Although previous studies have reported that S100A16 tends to act as a tumor promoter [
16,
23,
24], none examined the correlation between S100A16 expression and clinicopathological characteristics of GC. This is the first study to show that high S100A16 expression tends to result in poor differentiation and that patients with high S100A16 expression have worse OS than low S100A16 patients. We also showed that S100A16 is an independent predictor of GC prognosis, with ADAMTS19
high-S100A16
low patients having the best OS and ADAMTS19
low-S100A16
high patients having the worst OS. In addition, our study reveals that both ADAMTS19 and S100A16 were correlated with Lauren’s classification, but not WHO classification (
Table 1). WHO classification and Lauren’s classification are the two main classifications of histologic type of gastric cancer. WHO classification includes not only the common types of gastric cancer, but also the rare and special types. However, WHO classification is not suitable for prognosis analysis of gastric cancer due to its relatively fine classification and great differences in biological behaviors between different types of gastric cancer. The advantages of Lauren’s classification are simplicity, ease of grasping, and high repeatability between different observers. However, the disadvantage of Lauren’s typing is that it is too general to distinguish gastric cancer with different biological behaviors. In our study, there were no significant differences in the WHO classification (
Figure S4A) and Lauren’s classification (
Figure S4B) of 176 patients. The intestinal type has a trend to obtain better OS than diffuse type and mixed type, the non-significant difference between the groups may be caused by small sample size.
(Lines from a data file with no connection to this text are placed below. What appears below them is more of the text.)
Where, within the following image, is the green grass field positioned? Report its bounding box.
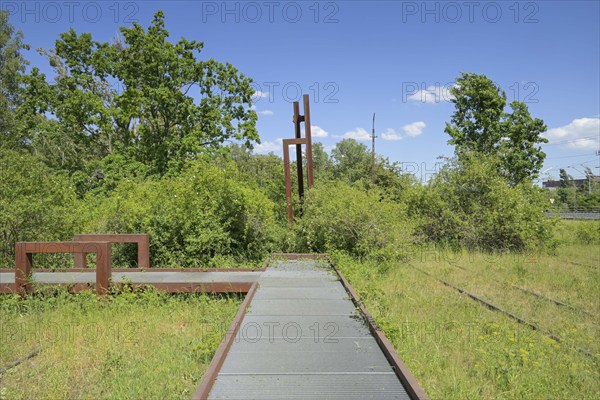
[336,222,600,399]
[0,291,241,399]
[0,221,600,399]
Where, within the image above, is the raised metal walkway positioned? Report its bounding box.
[195,260,425,400]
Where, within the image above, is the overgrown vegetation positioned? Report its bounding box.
[0,288,241,399]
[0,11,600,398]
[0,7,568,267]
[334,221,600,399]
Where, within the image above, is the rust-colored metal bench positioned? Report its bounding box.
[15,241,112,295]
[73,233,150,268]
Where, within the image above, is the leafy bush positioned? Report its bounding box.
[575,221,600,245]
[0,150,76,267]
[79,161,276,266]
[295,181,413,257]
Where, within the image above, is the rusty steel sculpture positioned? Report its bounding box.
[283,94,314,225]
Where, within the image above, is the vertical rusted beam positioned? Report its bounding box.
[303,94,314,189]
[138,235,150,268]
[294,101,304,215]
[73,253,87,268]
[283,140,294,225]
[94,242,112,296]
[15,243,33,295]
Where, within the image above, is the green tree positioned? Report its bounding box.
[559,168,574,188]
[445,73,547,185]
[0,10,29,148]
[0,149,77,266]
[331,139,371,183]
[24,11,258,174]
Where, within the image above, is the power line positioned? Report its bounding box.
[542,136,598,146]
[546,153,596,160]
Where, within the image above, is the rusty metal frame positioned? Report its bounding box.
[283,94,314,225]
[73,233,150,269]
[14,241,112,295]
[192,283,258,400]
[0,252,271,294]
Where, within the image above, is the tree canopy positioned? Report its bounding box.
[18,11,259,174]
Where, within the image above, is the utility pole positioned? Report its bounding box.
[371,113,377,183]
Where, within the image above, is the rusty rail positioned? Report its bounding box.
[15,241,112,295]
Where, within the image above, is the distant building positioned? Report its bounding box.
[542,176,600,190]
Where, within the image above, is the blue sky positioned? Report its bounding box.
[0,0,600,178]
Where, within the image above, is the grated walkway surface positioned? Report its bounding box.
[209,260,409,400]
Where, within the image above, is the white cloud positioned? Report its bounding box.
[402,121,426,137]
[253,90,269,101]
[381,121,426,140]
[543,118,600,150]
[407,84,455,104]
[381,128,404,140]
[254,139,283,153]
[342,128,371,141]
[310,125,329,137]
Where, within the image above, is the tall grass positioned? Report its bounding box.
[334,222,600,399]
[0,289,241,399]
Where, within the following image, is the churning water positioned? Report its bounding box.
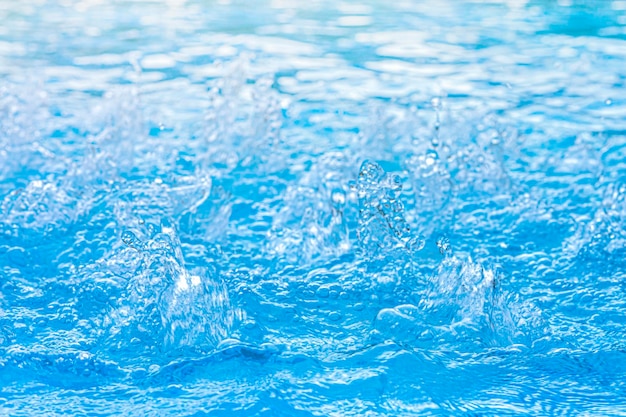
[0,0,626,416]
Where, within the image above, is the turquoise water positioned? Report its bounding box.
[0,0,626,416]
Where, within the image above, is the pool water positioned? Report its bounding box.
[0,0,626,416]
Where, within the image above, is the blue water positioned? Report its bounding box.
[0,0,626,416]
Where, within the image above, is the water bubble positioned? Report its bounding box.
[122,230,141,249]
[317,287,330,298]
[330,188,346,207]
[437,236,452,256]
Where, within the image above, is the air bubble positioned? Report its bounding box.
[122,230,141,249]
[437,236,452,256]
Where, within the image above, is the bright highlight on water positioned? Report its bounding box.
[0,0,626,417]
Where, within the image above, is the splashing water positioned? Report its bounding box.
[0,0,626,416]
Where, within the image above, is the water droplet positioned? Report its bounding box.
[122,230,141,249]
[437,236,452,256]
[317,287,330,298]
[330,188,346,207]
[328,311,341,321]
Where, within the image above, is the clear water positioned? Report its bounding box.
[0,0,626,416]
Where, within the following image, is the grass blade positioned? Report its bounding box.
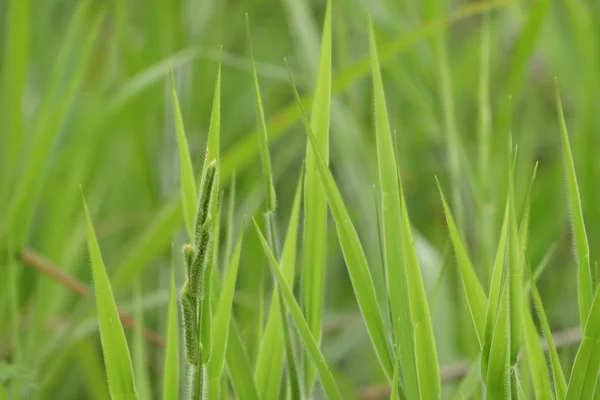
[302,0,332,395]
[202,63,221,166]
[436,177,488,346]
[169,69,196,241]
[6,6,104,245]
[481,201,508,377]
[523,302,552,399]
[255,174,303,399]
[132,278,152,399]
[290,67,393,379]
[529,273,567,400]
[0,0,32,202]
[254,221,342,400]
[82,193,137,400]
[400,182,442,399]
[566,264,600,400]
[208,222,244,399]
[246,14,277,212]
[485,273,510,399]
[453,361,485,400]
[369,22,420,399]
[508,160,523,367]
[390,351,400,400]
[555,82,594,329]
[162,263,179,400]
[226,320,261,400]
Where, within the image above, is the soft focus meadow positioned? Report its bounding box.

We further explored the regulatory ADAMTS19-S100A16 mechanism. The NF-κB pathway, especially its important member P65, has a complicated relationship with cancer [
25,
26,
27,
28]. Shan et al. demonstrated that P65 binds to the mortalin promoter and promotes ovarian cancer cell proliferation and migration via regulating mortalin [
26]. Zhang et al. showed that it can directly bind to the promoter of cyclin D1, mediating an increase in the protein’s expression [
28]. In this study, we found that ADAMTS19 can bind to cytoplasm P65 and inhibit the nuclear translocation of P65, decreasing nucleus phospho-P65. We also found that P65 can regulate the transcription of S100A16 and positively correlates with S100A16 expression. We thus demonstrated that ADAMTS19 inhibits cell migration and invasion via the NF-κB/S100A16 axis.
To our knowledge, our study is not only the first to reveal the correlation between ADAMTS19 and S100A16 in GC but also the first to explore the correlation of the differential co-expression of ADAMTS19 and S100A16 with the prognosis of GC. Moreover, it is the first study to elucidate the regulatory ADAMTS19-S100A16 mechanism. The role of ADAMTS19 and S100A16 warrants further research. Studies on animal models should be conducted to further explore the role of ADAMTS19 in GC cell migration and invasion. Moreover, future studies should further investigate the specific methylation mechanism of ADAMTS19. Finally, further research is needed to clarify the exact transcriptional mechanism of S100A16 regulated by P65.